Joy unshakeable. Peace unquenchable. Hope with wings like an eagle.

It started with love like a firefly...

Obedience and understanding opened my door to the outside. It wasn't getting "rid" of someone that changed my life; it was finally realizing that God had something different in store for me than where I was, and that part of Him loving me is allowing justice to happen in my life and to stop the oppression. Only once I was willing to break out of that bondage in faith, not knowing what the future would hold or what survival may entail, was I able to begin to breathe again and start to feel the hand of God again. You see, He will not touch us unless we let him.

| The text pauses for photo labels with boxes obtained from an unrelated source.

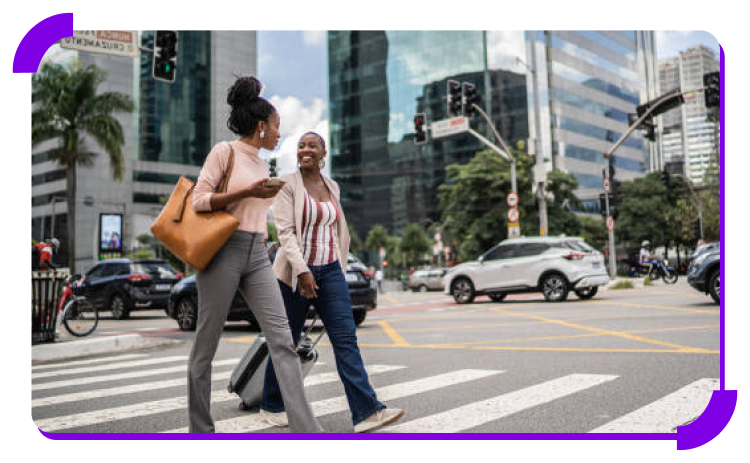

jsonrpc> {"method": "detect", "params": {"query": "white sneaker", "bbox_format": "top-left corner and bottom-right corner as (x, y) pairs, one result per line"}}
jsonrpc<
(260, 409), (289, 428)
(354, 408), (404, 432)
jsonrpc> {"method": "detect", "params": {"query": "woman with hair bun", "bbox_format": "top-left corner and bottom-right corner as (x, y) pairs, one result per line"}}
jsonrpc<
(188, 77), (323, 432)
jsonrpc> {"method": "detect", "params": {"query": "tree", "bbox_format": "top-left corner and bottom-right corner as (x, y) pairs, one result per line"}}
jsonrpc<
(438, 149), (581, 260)
(31, 60), (134, 273)
(398, 223), (431, 266)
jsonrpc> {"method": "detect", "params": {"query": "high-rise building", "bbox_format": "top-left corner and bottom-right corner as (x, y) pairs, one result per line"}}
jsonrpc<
(31, 30), (257, 272)
(659, 46), (720, 183)
(328, 30), (657, 236)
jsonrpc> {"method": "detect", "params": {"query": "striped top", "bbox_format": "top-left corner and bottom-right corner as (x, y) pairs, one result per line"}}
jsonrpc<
(302, 190), (338, 266)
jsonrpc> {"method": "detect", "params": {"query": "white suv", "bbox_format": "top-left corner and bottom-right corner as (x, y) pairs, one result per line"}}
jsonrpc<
(443, 236), (609, 304)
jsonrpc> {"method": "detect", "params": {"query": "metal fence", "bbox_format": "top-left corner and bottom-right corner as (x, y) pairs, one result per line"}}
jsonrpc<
(31, 271), (69, 344)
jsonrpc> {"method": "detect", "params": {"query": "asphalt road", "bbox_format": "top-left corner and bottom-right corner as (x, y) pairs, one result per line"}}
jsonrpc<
(31, 280), (720, 433)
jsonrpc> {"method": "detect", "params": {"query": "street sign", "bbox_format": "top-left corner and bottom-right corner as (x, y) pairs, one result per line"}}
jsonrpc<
(607, 215), (615, 231)
(508, 207), (519, 223)
(60, 30), (140, 58)
(430, 117), (469, 138)
(506, 191), (518, 207)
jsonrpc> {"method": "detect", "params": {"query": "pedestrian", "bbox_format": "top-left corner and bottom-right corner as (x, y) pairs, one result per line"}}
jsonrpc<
(375, 269), (383, 294)
(188, 77), (323, 432)
(261, 132), (404, 432)
(35, 238), (60, 272)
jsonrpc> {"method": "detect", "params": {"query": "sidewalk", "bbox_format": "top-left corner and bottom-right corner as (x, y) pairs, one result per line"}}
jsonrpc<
(31, 334), (182, 365)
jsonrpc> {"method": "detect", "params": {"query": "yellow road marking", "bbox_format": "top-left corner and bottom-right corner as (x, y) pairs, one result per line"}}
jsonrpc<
(496, 309), (710, 354)
(378, 322), (410, 347)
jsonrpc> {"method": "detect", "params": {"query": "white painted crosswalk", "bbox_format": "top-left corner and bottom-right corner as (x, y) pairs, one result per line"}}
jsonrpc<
(31, 354), (719, 433)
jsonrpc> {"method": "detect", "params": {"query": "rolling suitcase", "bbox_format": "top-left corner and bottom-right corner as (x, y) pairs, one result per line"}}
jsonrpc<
(227, 314), (325, 410)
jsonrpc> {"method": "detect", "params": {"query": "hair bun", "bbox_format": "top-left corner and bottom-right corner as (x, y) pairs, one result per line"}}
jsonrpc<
(227, 76), (263, 106)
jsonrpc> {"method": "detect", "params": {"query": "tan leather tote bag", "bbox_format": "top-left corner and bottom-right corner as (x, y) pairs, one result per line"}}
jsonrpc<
(151, 144), (240, 270)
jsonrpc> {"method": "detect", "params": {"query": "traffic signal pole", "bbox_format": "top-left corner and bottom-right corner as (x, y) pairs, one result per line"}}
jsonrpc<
(469, 103), (518, 194)
(604, 89), (703, 278)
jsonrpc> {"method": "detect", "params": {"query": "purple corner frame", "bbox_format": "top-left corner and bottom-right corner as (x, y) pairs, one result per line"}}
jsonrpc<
(23, 26), (737, 450)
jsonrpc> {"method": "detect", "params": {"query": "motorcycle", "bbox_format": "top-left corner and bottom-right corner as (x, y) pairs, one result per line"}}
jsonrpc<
(639, 259), (680, 285)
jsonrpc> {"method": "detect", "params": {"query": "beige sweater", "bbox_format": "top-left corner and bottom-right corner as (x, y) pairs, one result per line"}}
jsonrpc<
(193, 140), (273, 237)
(273, 171), (349, 291)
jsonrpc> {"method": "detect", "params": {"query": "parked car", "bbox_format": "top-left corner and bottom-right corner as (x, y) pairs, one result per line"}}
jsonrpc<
(409, 268), (447, 293)
(71, 259), (182, 320)
(443, 236), (609, 304)
(166, 252), (378, 331)
(688, 248), (721, 304)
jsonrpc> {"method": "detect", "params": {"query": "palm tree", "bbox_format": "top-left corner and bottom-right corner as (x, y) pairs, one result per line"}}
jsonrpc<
(31, 60), (135, 272)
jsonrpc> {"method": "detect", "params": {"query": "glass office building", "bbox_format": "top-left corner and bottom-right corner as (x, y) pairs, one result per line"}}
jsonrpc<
(328, 30), (655, 236)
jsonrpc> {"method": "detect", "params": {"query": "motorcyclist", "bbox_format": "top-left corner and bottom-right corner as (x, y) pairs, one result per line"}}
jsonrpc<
(638, 241), (656, 275)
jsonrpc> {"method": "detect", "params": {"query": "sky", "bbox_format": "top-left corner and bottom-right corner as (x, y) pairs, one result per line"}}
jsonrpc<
(258, 30), (719, 175)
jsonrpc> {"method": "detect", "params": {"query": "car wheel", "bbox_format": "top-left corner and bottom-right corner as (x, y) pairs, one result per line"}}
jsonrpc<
(353, 310), (367, 326)
(708, 270), (721, 304)
(451, 278), (475, 304)
(109, 294), (130, 320)
(175, 297), (198, 331)
(542, 273), (570, 302)
(576, 286), (599, 300)
(490, 293), (508, 302)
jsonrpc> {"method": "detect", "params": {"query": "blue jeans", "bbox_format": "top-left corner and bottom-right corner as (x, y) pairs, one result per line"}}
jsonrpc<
(261, 261), (386, 425)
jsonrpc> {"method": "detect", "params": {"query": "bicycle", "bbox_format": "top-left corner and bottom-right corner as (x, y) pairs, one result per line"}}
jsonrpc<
(60, 277), (99, 338)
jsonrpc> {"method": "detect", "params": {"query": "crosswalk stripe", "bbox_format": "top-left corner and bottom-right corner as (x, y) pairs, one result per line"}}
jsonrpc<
(379, 374), (617, 433)
(168, 370), (503, 433)
(31, 358), (240, 392)
(34, 359), (403, 432)
(31, 355), (188, 379)
(31, 362), (406, 408)
(31, 354), (148, 371)
(591, 378), (720, 433)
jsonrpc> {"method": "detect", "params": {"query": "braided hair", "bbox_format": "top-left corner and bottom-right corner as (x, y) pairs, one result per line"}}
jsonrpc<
(227, 76), (276, 137)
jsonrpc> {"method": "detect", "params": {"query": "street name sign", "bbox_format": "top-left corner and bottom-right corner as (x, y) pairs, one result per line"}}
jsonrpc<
(60, 30), (140, 58)
(430, 117), (469, 138)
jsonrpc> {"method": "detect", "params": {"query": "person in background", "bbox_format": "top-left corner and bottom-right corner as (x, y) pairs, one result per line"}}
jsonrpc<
(36, 238), (60, 272)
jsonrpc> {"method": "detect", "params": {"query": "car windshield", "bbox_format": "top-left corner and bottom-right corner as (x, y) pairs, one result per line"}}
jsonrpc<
(133, 262), (176, 278)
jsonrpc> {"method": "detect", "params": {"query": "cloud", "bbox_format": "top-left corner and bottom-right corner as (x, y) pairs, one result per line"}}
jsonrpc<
(302, 31), (328, 47)
(270, 95), (331, 176)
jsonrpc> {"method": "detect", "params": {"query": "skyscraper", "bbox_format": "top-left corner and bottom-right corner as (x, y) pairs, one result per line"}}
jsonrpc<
(659, 46), (720, 183)
(31, 30), (257, 272)
(328, 30), (657, 236)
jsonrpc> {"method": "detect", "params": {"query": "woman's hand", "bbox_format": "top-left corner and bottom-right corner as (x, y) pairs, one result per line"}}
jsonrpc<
(299, 272), (319, 299)
(245, 178), (284, 199)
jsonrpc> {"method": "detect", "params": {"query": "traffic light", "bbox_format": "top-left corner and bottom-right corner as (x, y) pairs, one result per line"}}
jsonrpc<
(636, 88), (685, 117)
(153, 31), (177, 83)
(703, 72), (721, 108)
(661, 170), (672, 188)
(414, 113), (427, 145)
(448, 80), (462, 117)
(461, 82), (478, 117)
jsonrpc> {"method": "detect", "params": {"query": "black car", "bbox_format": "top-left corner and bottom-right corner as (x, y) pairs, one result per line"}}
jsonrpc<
(71, 259), (182, 320)
(167, 252), (378, 331)
(688, 248), (721, 304)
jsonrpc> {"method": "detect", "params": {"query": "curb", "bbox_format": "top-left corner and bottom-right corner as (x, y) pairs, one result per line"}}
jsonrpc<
(31, 334), (182, 365)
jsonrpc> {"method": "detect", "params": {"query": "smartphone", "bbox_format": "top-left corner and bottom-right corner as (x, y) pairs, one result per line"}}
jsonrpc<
(263, 178), (284, 187)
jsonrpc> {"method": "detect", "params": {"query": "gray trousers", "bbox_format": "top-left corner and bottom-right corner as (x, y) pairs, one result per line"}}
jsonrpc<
(188, 231), (323, 432)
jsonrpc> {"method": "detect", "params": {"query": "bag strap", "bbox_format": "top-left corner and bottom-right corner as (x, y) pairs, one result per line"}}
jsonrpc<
(216, 142), (234, 193)
(173, 142), (234, 223)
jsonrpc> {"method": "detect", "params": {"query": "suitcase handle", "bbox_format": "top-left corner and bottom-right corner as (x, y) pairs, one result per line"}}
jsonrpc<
(297, 312), (326, 350)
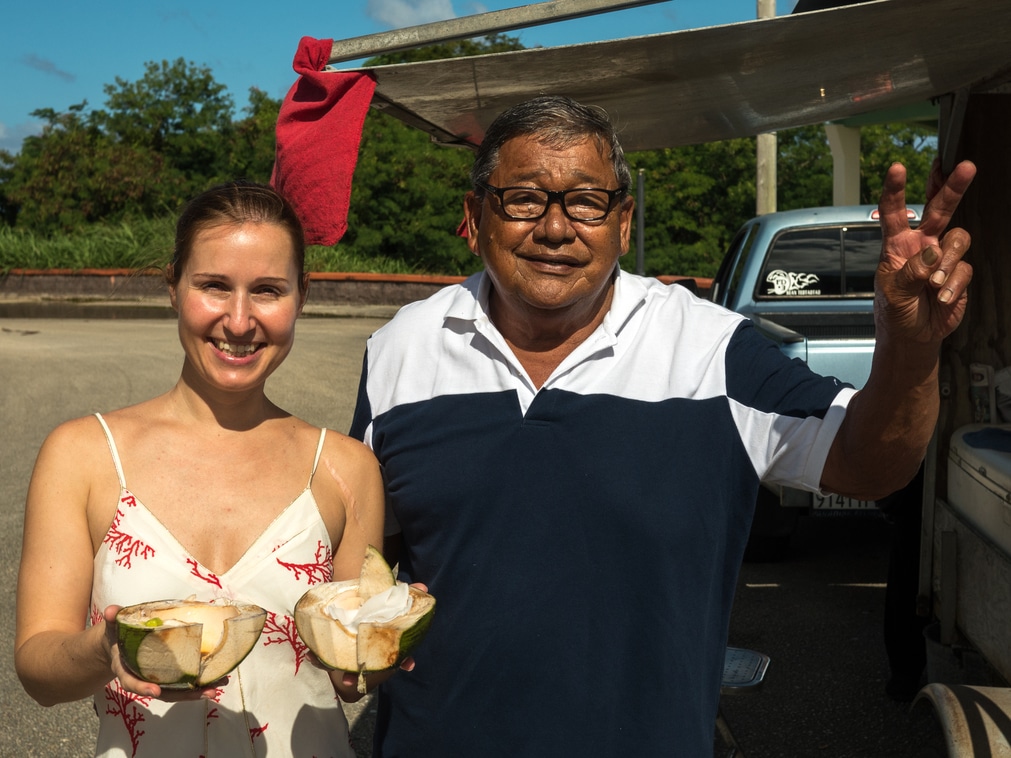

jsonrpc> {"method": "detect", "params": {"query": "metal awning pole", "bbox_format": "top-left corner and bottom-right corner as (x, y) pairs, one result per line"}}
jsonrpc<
(330, 0), (668, 64)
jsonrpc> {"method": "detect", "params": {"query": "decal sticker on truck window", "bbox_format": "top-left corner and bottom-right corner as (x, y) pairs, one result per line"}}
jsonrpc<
(765, 269), (821, 295)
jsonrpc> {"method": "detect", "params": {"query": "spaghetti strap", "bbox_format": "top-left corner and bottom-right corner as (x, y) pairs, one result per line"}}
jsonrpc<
(95, 413), (126, 489)
(305, 427), (327, 488)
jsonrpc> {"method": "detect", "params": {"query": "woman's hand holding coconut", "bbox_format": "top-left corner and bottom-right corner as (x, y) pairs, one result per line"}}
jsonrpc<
(15, 182), (394, 758)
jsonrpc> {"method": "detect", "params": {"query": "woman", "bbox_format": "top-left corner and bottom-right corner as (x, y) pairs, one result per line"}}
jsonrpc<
(15, 183), (383, 758)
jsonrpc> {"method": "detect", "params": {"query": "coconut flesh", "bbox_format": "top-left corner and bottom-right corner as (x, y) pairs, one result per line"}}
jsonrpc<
(295, 546), (436, 691)
(116, 599), (267, 689)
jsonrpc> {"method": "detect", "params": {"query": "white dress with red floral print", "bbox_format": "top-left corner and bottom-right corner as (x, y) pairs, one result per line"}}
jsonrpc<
(91, 414), (354, 758)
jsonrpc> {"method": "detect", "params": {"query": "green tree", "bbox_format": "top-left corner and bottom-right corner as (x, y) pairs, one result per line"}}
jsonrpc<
(225, 87), (281, 182)
(96, 58), (234, 200)
(622, 138), (755, 276)
(3, 103), (178, 232)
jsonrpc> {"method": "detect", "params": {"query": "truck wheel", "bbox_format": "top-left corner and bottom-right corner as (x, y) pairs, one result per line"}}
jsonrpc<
(744, 487), (800, 563)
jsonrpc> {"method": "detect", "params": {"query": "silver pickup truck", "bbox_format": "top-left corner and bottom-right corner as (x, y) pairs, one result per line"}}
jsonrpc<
(710, 205), (923, 559)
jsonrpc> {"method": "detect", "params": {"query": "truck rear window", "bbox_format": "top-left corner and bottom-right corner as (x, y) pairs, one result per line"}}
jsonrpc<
(755, 224), (882, 300)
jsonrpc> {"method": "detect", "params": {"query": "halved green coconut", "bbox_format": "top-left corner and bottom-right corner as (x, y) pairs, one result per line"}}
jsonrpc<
(116, 600), (267, 689)
(295, 545), (436, 689)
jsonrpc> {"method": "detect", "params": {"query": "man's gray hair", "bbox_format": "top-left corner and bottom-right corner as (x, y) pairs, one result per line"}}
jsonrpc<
(470, 95), (632, 194)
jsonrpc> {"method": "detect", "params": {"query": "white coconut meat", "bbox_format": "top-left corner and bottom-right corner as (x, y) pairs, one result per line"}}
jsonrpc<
(295, 546), (436, 689)
(116, 599), (267, 689)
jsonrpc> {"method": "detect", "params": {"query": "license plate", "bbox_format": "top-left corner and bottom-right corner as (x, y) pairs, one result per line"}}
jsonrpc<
(811, 492), (878, 510)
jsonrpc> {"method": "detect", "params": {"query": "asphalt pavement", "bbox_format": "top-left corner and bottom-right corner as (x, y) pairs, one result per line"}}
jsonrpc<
(0, 311), (943, 758)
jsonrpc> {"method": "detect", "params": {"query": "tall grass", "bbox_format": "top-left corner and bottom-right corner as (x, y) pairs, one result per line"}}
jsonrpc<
(0, 216), (415, 275)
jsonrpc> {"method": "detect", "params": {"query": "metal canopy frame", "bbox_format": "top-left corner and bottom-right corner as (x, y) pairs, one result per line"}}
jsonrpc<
(334, 0), (1011, 151)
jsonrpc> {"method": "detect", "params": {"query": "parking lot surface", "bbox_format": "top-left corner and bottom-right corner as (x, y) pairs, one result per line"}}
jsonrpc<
(0, 317), (943, 758)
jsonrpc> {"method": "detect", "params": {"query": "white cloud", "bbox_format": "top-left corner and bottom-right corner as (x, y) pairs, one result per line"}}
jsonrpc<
(365, 0), (456, 29)
(21, 53), (77, 83)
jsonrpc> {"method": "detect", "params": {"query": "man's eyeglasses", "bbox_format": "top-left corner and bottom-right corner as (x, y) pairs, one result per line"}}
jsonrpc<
(477, 182), (628, 221)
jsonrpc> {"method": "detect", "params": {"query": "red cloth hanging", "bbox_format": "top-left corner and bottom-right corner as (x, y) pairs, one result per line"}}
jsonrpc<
(270, 36), (376, 246)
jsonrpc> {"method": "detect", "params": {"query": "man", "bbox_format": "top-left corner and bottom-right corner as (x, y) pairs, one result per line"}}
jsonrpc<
(352, 97), (975, 758)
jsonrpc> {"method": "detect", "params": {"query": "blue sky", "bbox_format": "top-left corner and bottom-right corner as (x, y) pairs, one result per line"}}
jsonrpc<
(0, 0), (796, 152)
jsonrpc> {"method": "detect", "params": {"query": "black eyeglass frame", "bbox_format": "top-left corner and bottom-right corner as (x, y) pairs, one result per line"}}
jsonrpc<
(474, 182), (629, 223)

It took a while to get to the door even after I began to run for it. It was like finding your way through a dark garage that is piled high with stuff, boxes and shelves making a winding maze, and in my case, a labyrinth. Your adrenaline pushes you to be as fast as possible in your escape, but carrying and protecting two small and vulnerable children along the way slows you down as you elbow your way through the mess and pull their faces close to your chest. The thing about a dark labyrinth is that you don't know when it will end, you are unsure of the correct route that will lead to the end, and you don't anticipate all of the debilitating obstacles you bump into along the way before you get to the end. But eventually, it does end and you can begin to dust yourself off, put band-aids on your wounds, and watch the purple of a bruise fade away as you heal.

Once that door opened though, I was able to step out and into the beautiful night. Fresh air, a million stars hovering overhead, and a thousand fireflies deep. Everywhere you look, you see the twinkling and memorizing beating of tiny beads of light, like crystals against the midnight darkness. Like a firefly, it's that love that gently touches you, surrounds you silently, and gives you space as it dances along side of you. It moves with you, and becomes part of you as your eyes process the light it gives. It's peaceful and fluid. There to illuminate, remind you of beauty, and protect you from the night. And if you should ever forget that love is there, it will radiate again and remind you in its lullaby way, a thousand fireflies deep.